The Nether World is about the poor in Clerkenwell and the surrounds. Everyone is poorly-dressed, in and out of work, hungry, living with two other families in one flat in a noisome tenement or multi-story house, surrounded by children, dropping in at the pub, speaking in a very similar manner with a limited vocabulary, doing piece-work in the garment trade, paying rents that take up much of their earnings, and there's a nice line to that working women have always looked down on stay-at-home-mums . ... and so on. It's hard to tell them apart, or at least I found it so. Gissing was a capable novelist and a proficient writer by the standards of the time, and maybe it was a deliberate effect to make a point: to the middle-class, the poor look alike. Whichever, I had to keep checking up who was who, and I could not summarise any of them for you now.

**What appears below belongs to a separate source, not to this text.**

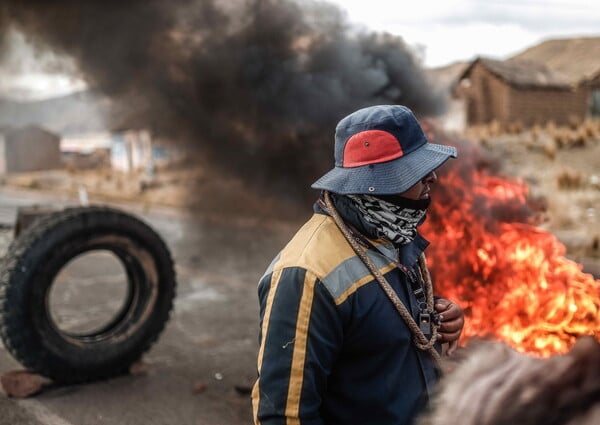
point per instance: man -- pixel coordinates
(349, 331)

Because I couldn't track the characters.

As we read a novel, or watch a film or play, we build up a list of characters and facts about them. Here's the pseudocode:

If Passage.Text.Contains(Name) then 
    If Not Character(Name).Exists then Character.Create(Name)
Character(Name).AddFact(Passage.Text)
End if 

It's no problem for a computer, but if the last time a character appeared was sixty pages ago (say four days ago in your reading schedule), checking through your memory for it may take some time, or fail. Also updating each of the characters' fact-list in one of those many-person sentences may take time or fail.

That's what I mean by "tracking characters".

A number of things make it easier to do this.

First and obviously, give each of your characters a unique name, unless the plot is going to hang on a confusion.

Second, keep a character's name consistent: Detective-Constable Stephen Jones must be DC Jones, DC Stephen Jones, and can only be Stephen if he's off-duty and the context is very clear. Never call him 'Stephen" in one sentence and 'DC Jones' in another - if there is more than one 'Stephen' then the name-tracker will take the first one it finds and add the fact to that character, which might not be the right one. Gissing breaks this rule all the time and sometimes in the same paragraph, and I found it hard to get the characters established in memory.

Third, reduce the use of pronouns - 'he', 'him', 'she', 'her'. Whereas proper names have global scope - refer to the same character throughout the novel / trilogy / series - pronouns have a local scope, somewhere between one sentence and a half-page paragraph. Used over a number of sentences, in which other people's names may occur, the name-tracker may get confused as to whom the pronoun refers. As in "John asked Andrew to help. John and Andrew hefted the gun into the river. He brushed his hands and started walking back up the bank." 'He' most likely refers to John, but it might mean Andrew. If in doubt, use character names rather than pronouns and that will keep the name compiler straight.

Fourth, give each character something we can remember them by, even if it is to remind us that they are un-memorable. It might be the way they speak, or what they talk about, it need not be some physical characteristic, though it might be.